America's 50 state governments this year face a collective budget deficit that is currently estimated at $50 billion or more. The shortfall ranges from a few hundred million each in some states, to roughly a billion dollars in states like Nevada and five billion in states like Illinois, to the breathtaking sum of $25 to $35 billion in California, depending on whose figures you believe. Any way you look at it, that's a lot of red ink. And, it's structural: the imbalance of state expenditures and state revenues appears built-in for the next several years (barring a sudden, miraculous boom in the U.S. economy).
So far this year, state governments have struggled to find the least painful ways to solve their money problems. States are holding the line on new spending, cutting services and departments only when necessary, and as a last resort, seeking new taxes. There has been a great deal of talk about the possibility that states might expand the scope of legalized gambling, but in reality there has been little action. One exception is Illinois, where the governor appears grudgingly willing to sign certain pro-gambling bills - but strongly opposes operator-run, payoff video poker. Another exception is Maryland, where the governor enthusiastically pushed for more slot machines (however, he was soundly defeated by anti-gambling forces).
All of this is immensely relevant to the amusements industry. Sooner or later, we are likely to see lawmakers pushing for higher taxes and license fees on amusement equipment and profits. This has already happened in Illinois, where the governor wants to boost the per-machine annual license fee from $15 to $100. Less spectacular tax hikes have been proposed for coin machines in one or two other states. Since state governments face a structural deficit that will probably continue for years, many states that haven't proposed higher amusement taxes to date, may very well do so next year, or the next.
In years past, coin machine operators have been able to defeat some proposed tax increases in states from Tennessee to Nevada, by pointing out that they cannot easily pass on a tax increase to consumers. "There is no way to increase a 25¢ vend price by charging an extra nickel; it will come out of our pocket," is the way some operators explain it. Lawmakers faced with this line of argument have often relented and scrapped tax proposals aimed at the coin machine industry. However, it appears this rationale will not persuade the new governor of Illinois. Last month he told the Associated Press that all of his proposed tax increases are deliberately designed to take money from business's bottom line, not from consumers' pockets.

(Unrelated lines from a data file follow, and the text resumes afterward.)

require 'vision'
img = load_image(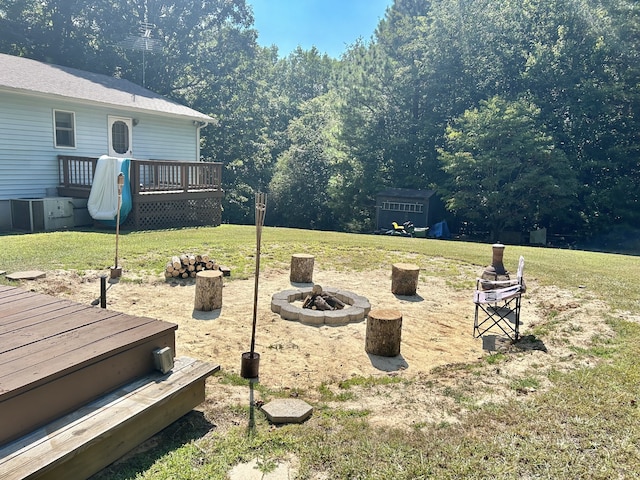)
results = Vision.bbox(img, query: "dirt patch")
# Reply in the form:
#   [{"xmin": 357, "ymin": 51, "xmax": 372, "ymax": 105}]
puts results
[{"xmin": 23, "ymin": 266, "xmax": 611, "ymax": 428}]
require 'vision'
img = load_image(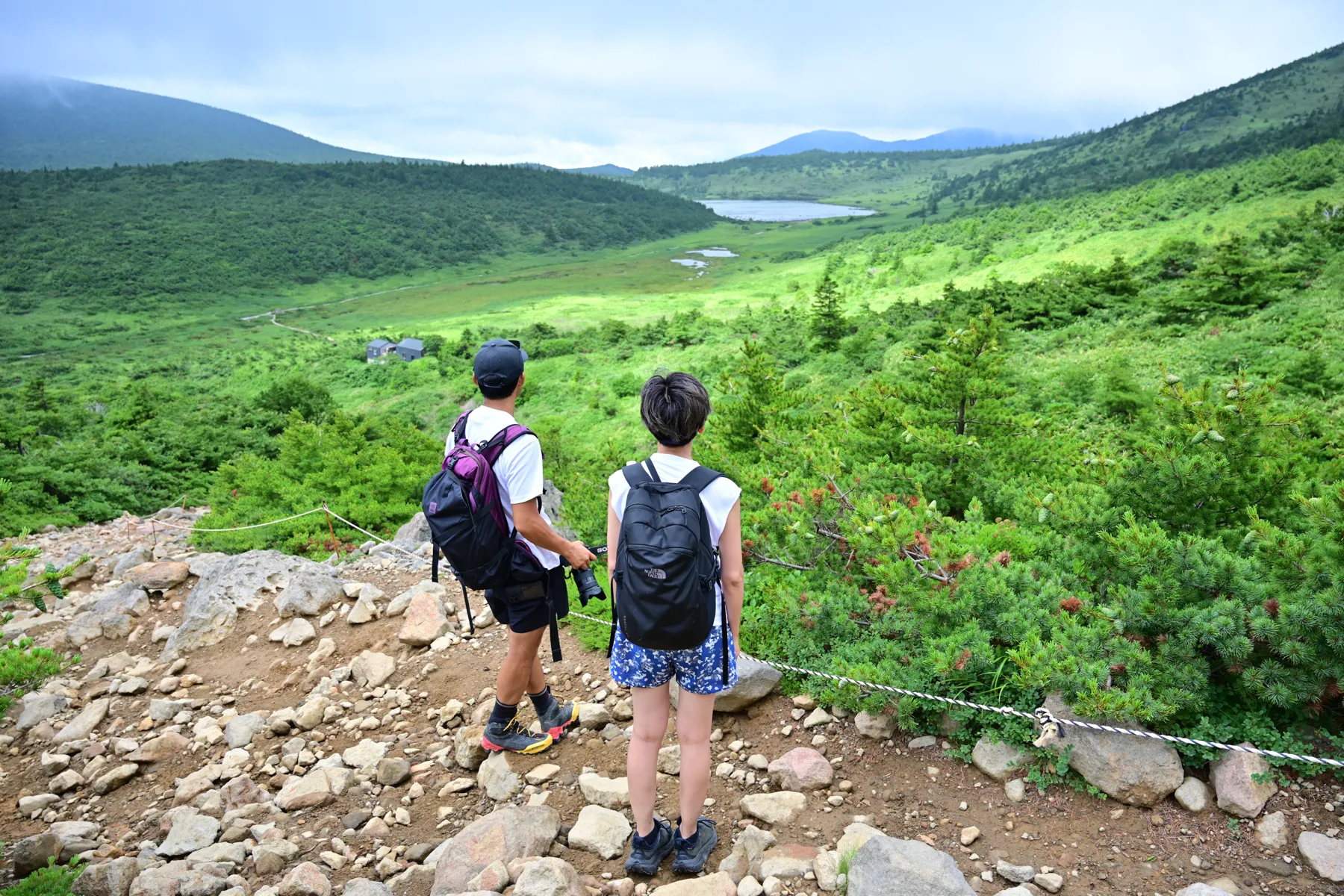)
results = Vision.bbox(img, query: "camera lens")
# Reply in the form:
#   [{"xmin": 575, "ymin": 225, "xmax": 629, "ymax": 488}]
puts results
[{"xmin": 570, "ymin": 570, "xmax": 606, "ymax": 605}]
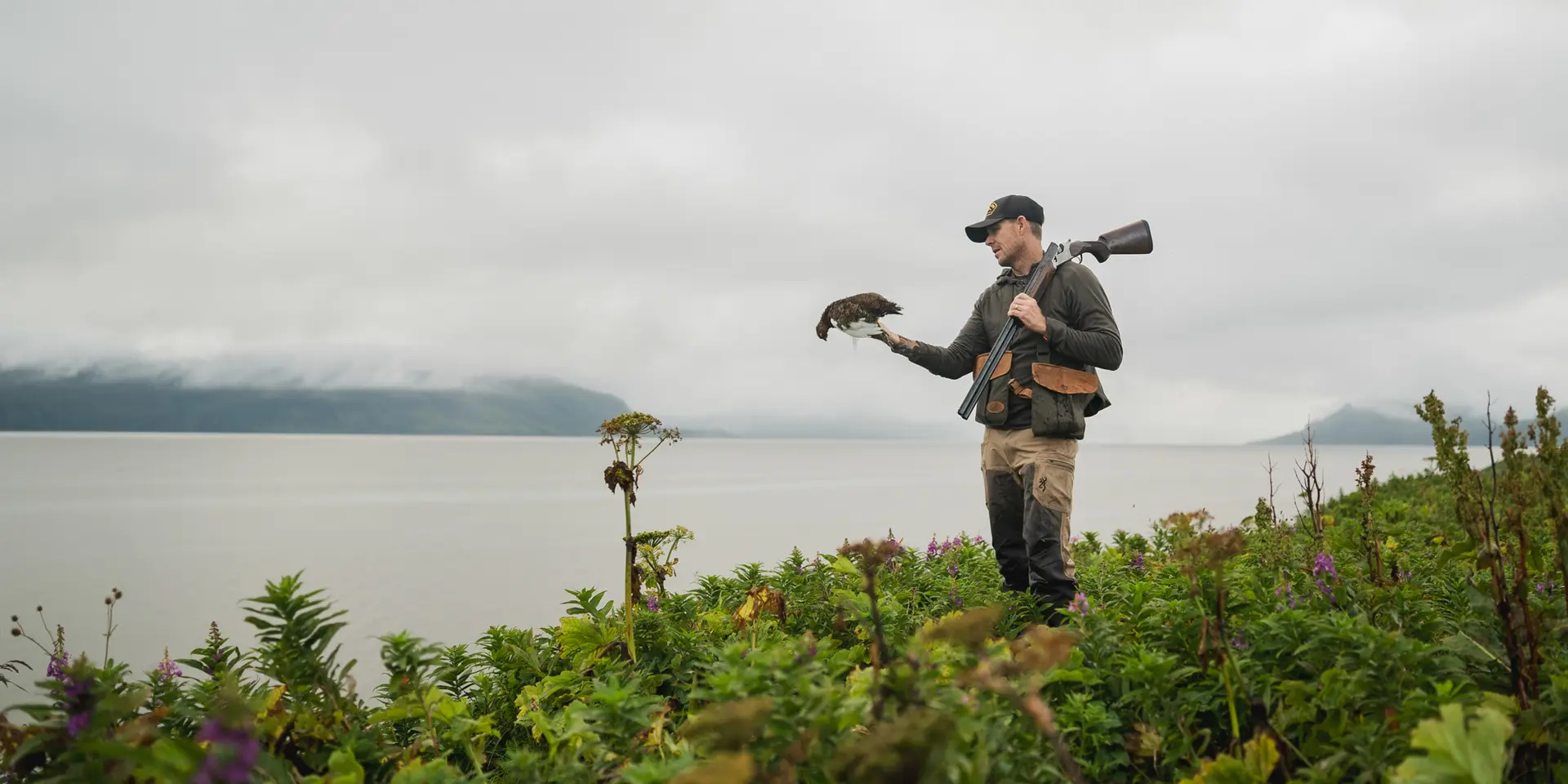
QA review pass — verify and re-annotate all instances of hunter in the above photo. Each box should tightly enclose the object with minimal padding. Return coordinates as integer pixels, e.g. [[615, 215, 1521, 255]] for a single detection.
[[883, 196, 1121, 626]]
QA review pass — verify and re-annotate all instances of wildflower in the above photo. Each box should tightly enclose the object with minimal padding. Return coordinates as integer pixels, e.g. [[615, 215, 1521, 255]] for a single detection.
[[152, 646, 185, 685], [44, 651, 68, 680], [1067, 591, 1091, 617], [1312, 552, 1339, 602], [1275, 583, 1295, 610]]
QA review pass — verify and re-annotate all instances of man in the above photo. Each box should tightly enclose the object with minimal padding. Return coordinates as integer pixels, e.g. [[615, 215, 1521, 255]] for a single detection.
[[884, 196, 1121, 626]]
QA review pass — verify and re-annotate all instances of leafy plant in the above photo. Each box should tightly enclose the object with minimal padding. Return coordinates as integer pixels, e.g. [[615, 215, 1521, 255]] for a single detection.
[[598, 411, 680, 662]]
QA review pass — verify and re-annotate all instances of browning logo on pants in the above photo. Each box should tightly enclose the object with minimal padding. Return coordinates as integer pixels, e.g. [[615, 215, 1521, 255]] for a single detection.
[[980, 428, 1079, 622]]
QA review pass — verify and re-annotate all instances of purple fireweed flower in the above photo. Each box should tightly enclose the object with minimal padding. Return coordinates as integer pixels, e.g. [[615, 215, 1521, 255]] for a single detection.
[[1067, 591, 1093, 617], [1275, 583, 1295, 610], [1312, 552, 1339, 602], [44, 651, 69, 680], [155, 648, 185, 682]]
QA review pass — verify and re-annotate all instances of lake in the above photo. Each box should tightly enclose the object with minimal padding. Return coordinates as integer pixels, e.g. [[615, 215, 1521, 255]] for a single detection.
[[0, 428, 1432, 689]]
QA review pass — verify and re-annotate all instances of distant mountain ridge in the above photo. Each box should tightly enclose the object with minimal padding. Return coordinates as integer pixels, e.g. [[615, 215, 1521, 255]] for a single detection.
[[0, 368, 629, 436], [0, 363, 968, 441], [1250, 404, 1568, 447]]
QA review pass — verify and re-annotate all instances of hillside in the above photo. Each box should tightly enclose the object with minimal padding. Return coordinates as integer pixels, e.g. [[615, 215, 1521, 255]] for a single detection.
[[1250, 404, 1563, 447], [0, 370, 627, 436]]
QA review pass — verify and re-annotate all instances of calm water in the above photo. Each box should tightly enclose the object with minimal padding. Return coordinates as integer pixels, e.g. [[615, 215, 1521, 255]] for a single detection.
[[0, 433, 1430, 689]]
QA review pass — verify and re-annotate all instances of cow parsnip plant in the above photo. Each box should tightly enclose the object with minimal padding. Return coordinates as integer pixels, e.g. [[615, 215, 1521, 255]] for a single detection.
[[0, 390, 1568, 784]]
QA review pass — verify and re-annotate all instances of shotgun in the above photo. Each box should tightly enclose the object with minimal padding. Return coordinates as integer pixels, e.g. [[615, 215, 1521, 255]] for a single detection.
[[958, 221, 1154, 419]]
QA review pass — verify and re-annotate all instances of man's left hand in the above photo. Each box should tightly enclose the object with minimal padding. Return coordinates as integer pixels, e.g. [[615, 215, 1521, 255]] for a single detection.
[[1007, 295, 1046, 336]]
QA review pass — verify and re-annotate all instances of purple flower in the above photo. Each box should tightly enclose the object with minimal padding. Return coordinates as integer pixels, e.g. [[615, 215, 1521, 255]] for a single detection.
[[154, 648, 185, 684], [1068, 591, 1093, 617], [1312, 552, 1339, 602], [1275, 583, 1295, 610], [44, 651, 68, 680]]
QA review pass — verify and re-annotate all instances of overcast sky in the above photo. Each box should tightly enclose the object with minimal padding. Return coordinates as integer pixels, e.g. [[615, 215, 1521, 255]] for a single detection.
[[0, 0, 1568, 442]]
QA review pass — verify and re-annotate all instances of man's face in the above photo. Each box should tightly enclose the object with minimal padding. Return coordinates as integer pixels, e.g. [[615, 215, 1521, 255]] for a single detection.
[[985, 218, 1029, 266]]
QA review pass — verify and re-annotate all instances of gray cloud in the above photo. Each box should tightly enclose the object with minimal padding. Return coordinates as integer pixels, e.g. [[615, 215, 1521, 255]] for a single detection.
[[0, 0, 1568, 442]]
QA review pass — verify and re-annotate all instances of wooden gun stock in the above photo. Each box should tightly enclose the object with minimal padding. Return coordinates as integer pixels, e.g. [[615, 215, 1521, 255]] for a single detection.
[[958, 221, 1154, 419]]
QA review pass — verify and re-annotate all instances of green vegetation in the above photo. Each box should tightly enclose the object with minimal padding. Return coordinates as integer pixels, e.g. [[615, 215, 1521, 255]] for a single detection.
[[0, 370, 626, 436], [0, 390, 1568, 784]]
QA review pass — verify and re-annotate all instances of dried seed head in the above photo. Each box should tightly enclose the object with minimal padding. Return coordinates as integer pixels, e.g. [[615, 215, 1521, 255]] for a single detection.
[[679, 696, 773, 751], [1013, 626, 1077, 673], [924, 605, 1002, 651]]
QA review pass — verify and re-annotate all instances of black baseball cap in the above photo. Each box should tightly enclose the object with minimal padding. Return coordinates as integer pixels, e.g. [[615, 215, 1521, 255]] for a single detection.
[[964, 196, 1046, 243]]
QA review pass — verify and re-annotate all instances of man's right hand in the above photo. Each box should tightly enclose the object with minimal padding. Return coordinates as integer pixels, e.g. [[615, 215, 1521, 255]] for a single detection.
[[876, 322, 915, 354]]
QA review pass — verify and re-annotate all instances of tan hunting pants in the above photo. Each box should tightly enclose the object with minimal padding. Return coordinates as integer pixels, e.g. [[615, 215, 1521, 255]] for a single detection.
[[980, 428, 1079, 622]]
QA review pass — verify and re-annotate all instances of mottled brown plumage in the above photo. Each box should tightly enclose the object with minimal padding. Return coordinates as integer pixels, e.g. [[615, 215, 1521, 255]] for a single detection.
[[817, 292, 903, 341]]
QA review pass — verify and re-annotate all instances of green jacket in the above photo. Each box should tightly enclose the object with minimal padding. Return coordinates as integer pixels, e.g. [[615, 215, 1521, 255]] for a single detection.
[[908, 262, 1121, 439]]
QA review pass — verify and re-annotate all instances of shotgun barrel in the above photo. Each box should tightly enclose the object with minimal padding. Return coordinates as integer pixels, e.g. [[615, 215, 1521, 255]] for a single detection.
[[958, 221, 1154, 419]]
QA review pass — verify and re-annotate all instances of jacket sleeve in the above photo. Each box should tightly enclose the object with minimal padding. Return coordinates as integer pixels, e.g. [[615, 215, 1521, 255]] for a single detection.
[[1046, 265, 1121, 370], [910, 300, 991, 378]]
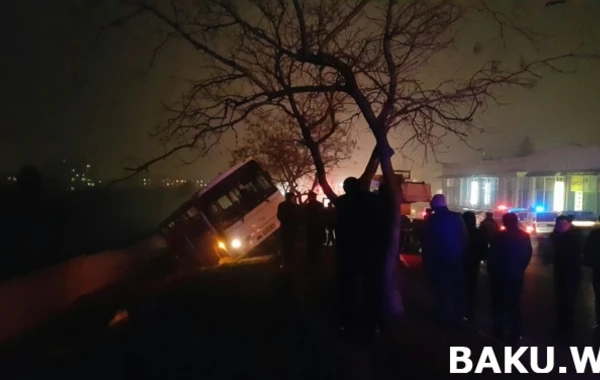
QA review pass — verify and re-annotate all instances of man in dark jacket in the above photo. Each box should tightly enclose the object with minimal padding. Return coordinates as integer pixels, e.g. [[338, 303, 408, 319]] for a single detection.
[[423, 194, 469, 324], [463, 211, 487, 322], [550, 215, 584, 333], [479, 212, 500, 255], [335, 177, 382, 336], [304, 191, 326, 262], [584, 218, 600, 329], [277, 193, 300, 264], [488, 213, 533, 340]]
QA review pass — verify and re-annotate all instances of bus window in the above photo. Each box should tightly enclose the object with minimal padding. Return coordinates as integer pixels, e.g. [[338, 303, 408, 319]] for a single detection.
[[186, 207, 198, 218], [213, 195, 233, 212], [201, 162, 278, 229]]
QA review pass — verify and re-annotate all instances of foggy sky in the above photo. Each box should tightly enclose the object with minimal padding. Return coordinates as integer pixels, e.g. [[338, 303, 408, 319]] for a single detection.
[[0, 0, 600, 184]]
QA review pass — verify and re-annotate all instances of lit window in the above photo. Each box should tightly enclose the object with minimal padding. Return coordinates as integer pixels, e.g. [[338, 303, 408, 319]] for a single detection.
[[483, 182, 492, 206], [470, 181, 479, 206], [575, 191, 583, 211], [552, 181, 565, 212]]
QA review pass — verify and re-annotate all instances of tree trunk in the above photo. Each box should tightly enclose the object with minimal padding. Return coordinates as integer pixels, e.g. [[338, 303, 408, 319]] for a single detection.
[[359, 146, 379, 191], [378, 139, 404, 322], [302, 128, 337, 201]]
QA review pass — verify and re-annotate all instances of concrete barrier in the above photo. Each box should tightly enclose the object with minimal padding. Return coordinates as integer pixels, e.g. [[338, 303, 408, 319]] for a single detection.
[[0, 237, 166, 343]]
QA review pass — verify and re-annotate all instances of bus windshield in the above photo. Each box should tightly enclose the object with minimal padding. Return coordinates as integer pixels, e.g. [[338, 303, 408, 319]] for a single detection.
[[535, 212, 558, 222], [200, 161, 279, 229], [563, 211, 598, 221]]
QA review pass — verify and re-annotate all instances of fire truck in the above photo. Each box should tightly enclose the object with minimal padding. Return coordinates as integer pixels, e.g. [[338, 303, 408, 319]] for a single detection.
[[371, 170, 431, 252]]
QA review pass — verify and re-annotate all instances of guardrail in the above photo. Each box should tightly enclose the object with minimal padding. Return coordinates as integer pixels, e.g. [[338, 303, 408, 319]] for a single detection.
[[0, 236, 166, 343]]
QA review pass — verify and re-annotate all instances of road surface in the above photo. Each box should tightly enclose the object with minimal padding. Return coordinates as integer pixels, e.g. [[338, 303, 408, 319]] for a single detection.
[[2, 245, 600, 379]]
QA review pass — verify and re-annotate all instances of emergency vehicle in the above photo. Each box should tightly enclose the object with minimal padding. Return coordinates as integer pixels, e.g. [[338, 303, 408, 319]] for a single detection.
[[371, 170, 431, 252]]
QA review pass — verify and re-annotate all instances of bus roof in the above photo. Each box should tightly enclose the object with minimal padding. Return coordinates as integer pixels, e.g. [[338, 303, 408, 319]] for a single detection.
[[159, 158, 256, 228], [192, 158, 256, 198]]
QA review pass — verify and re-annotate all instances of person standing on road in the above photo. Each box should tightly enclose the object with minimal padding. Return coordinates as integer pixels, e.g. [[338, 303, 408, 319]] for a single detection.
[[277, 193, 300, 264], [584, 218, 600, 331], [423, 194, 469, 325], [304, 191, 326, 263], [325, 202, 336, 247], [488, 213, 533, 341], [463, 211, 487, 322], [550, 215, 583, 333], [335, 177, 383, 338], [479, 212, 500, 262]]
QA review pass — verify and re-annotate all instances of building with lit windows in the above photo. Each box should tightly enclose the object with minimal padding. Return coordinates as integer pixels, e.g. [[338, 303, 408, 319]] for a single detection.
[[434, 144, 600, 214]]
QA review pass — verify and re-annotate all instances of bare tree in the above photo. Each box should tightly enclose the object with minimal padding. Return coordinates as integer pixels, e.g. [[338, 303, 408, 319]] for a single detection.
[[232, 108, 356, 195], [106, 0, 596, 324]]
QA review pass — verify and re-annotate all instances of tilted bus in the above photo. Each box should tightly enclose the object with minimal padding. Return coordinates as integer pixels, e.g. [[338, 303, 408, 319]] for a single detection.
[[160, 159, 284, 265]]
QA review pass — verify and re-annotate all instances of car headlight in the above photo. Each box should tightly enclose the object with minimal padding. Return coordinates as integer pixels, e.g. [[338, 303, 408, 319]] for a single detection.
[[231, 239, 242, 248]]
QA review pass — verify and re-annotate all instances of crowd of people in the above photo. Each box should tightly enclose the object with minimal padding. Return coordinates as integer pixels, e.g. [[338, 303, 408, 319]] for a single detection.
[[423, 195, 600, 341], [278, 177, 391, 337], [278, 177, 600, 341]]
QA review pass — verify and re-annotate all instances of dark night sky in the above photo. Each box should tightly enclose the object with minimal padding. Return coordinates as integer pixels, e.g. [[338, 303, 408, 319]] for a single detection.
[[0, 0, 600, 184]]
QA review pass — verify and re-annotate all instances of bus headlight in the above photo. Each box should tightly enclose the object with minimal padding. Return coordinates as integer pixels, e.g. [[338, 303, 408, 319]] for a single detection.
[[231, 239, 242, 248]]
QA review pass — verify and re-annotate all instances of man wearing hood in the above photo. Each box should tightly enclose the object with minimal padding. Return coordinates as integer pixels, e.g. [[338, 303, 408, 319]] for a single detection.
[[423, 194, 469, 324]]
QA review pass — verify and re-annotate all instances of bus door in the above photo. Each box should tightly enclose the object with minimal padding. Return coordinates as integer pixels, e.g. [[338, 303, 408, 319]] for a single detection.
[[535, 211, 558, 235]]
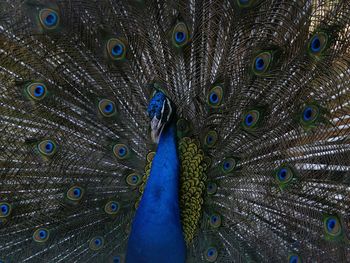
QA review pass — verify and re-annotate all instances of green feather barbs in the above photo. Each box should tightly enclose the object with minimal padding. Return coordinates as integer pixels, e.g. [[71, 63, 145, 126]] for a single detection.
[[89, 237, 104, 251], [252, 51, 273, 76], [274, 164, 297, 190], [242, 109, 263, 131], [209, 214, 221, 228]]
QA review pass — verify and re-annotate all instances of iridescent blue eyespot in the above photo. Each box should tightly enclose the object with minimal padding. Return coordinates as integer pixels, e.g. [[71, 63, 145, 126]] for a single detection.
[[26, 82, 47, 101], [39, 8, 59, 29], [277, 168, 288, 181], [205, 247, 218, 262], [112, 44, 124, 56], [113, 256, 121, 263], [237, 0, 256, 8], [147, 91, 166, 120], [0, 202, 11, 218], [288, 255, 301, 263], [207, 182, 217, 195], [38, 140, 56, 156], [309, 32, 328, 56], [253, 51, 272, 75], [106, 38, 126, 61], [113, 143, 129, 160], [255, 57, 265, 71], [173, 22, 189, 47], [302, 104, 320, 125], [33, 228, 49, 243], [66, 186, 84, 201], [98, 99, 116, 117], [89, 237, 104, 251], [275, 165, 294, 185], [209, 214, 221, 228], [323, 216, 342, 237], [208, 86, 223, 108], [243, 110, 260, 130], [126, 173, 141, 186], [105, 201, 120, 215], [175, 32, 186, 43]]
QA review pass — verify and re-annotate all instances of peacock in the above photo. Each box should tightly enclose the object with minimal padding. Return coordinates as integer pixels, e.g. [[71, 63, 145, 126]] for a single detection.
[[0, 0, 350, 263]]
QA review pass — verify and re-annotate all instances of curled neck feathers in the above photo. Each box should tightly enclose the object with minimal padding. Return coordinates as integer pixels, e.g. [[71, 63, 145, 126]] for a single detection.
[[127, 120, 186, 263]]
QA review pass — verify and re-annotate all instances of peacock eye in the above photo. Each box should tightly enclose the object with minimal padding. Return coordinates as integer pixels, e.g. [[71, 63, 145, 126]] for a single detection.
[[38, 140, 57, 156], [105, 201, 119, 215], [89, 237, 104, 251], [39, 8, 59, 29], [33, 228, 49, 243], [66, 186, 84, 201], [252, 52, 272, 75], [309, 32, 328, 56], [323, 216, 342, 237], [221, 158, 237, 173], [0, 202, 12, 222], [107, 38, 126, 60], [243, 110, 260, 129], [302, 105, 319, 123], [26, 83, 47, 101], [205, 247, 218, 262], [209, 214, 221, 228], [113, 144, 129, 160], [126, 173, 141, 186], [98, 99, 116, 117], [204, 131, 218, 148], [207, 86, 223, 108], [173, 22, 189, 47], [207, 182, 218, 195], [288, 255, 301, 263]]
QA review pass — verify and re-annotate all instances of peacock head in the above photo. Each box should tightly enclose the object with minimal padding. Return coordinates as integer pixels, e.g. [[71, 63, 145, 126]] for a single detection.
[[147, 91, 175, 143]]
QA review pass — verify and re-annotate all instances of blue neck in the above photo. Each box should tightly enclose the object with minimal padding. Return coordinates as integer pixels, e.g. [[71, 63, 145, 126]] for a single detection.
[[126, 123, 186, 263]]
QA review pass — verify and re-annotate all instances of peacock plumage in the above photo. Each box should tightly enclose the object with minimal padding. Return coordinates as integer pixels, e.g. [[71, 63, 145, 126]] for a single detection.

Operators in those states that have not been threatened by a possible tax hike this year should not assume they are permanently off the hook. Operators have been granted a little breathing-room. Associations should use this time to prepare to prevent or defeat future tax hike proposals. As we've seen in the battles against cigarette vending and video game violence, the coin-operated machine industry is an easy , even popular , target for politicians. The time to begin educating lawmakers about this industry's own tough economy, about our already-substantial tax burden, and about possible lost jobs from higher taxes, is now.